The current EU Legislation (1995) states that Food Business must carry out a hazard analysis. However it makes no reference to physical traceability i.e. writing the results down. Therefore in replacing the current EC Directive 93/43 the new EU Directive EC No 852/2004 comes into effect on the 1st January 2006 requiring all Food Business operators to have in place, implement and maintain a permanent procedure/s based on the HACCP principles to include corrective action procedures where critical point events fall out of their limits.
The new legislation is needed to modernise, consolidate and simplify EU food hygiene legislation.
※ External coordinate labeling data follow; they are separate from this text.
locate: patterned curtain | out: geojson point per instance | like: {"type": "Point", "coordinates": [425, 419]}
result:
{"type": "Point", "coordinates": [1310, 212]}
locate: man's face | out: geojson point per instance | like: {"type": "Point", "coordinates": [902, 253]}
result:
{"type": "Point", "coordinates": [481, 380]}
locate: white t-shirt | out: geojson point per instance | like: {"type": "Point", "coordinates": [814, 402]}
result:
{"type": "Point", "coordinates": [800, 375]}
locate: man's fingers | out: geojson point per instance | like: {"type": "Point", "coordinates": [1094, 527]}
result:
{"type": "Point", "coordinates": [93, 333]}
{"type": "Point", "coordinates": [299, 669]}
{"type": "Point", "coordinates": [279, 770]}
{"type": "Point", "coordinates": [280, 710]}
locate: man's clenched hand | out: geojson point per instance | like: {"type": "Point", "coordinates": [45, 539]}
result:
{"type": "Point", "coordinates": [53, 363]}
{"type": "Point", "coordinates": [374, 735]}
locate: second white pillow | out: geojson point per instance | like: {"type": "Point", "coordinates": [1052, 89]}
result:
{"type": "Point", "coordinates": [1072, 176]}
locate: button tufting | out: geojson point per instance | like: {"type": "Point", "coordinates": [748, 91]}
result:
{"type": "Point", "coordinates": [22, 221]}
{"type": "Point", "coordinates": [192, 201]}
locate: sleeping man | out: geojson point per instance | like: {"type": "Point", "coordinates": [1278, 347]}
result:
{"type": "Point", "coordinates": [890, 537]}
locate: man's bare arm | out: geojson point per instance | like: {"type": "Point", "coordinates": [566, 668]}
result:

It is intended to apply effective and proportionate controls throughout the food chain, from farm to fork.
Along side this legislation the British Standards Institute are developing a new standard, ISO 22000, to offer a good solution the problems highlighted. However, the acceptance of the stakeholders in the food chain and the will to use it as a basis to control food safety throughout the whole chain is a condition for success.
The important advantage of ISO 22000 is that it will be possible to use it throughout the chain. It will be internationally accepted and cover almost all of the requirements of retailer standards. The most important difference with standards like BRC and IFS is that ISO 22000 will not have a detailed list of requirements for good practices. But, being realistic, it is impossible to make a list that covers all such requirements for all organisations and all situations. However, ISO 22000 will require the implementation of good practices and expects organisations to define the practices that are appropriate to them. And, as a result, the standard makes references to several internationally recognised codes of practice relating to the Codex Alimentarius.
If the chain stakeholders, such as supermarkets, accept ISO 22000 as a basis for the implementation of management system requirements and need only a limited number of additional requirements, the large overlap between standards and certification assessments will disappear. And this will surely be of benefit to the food industry.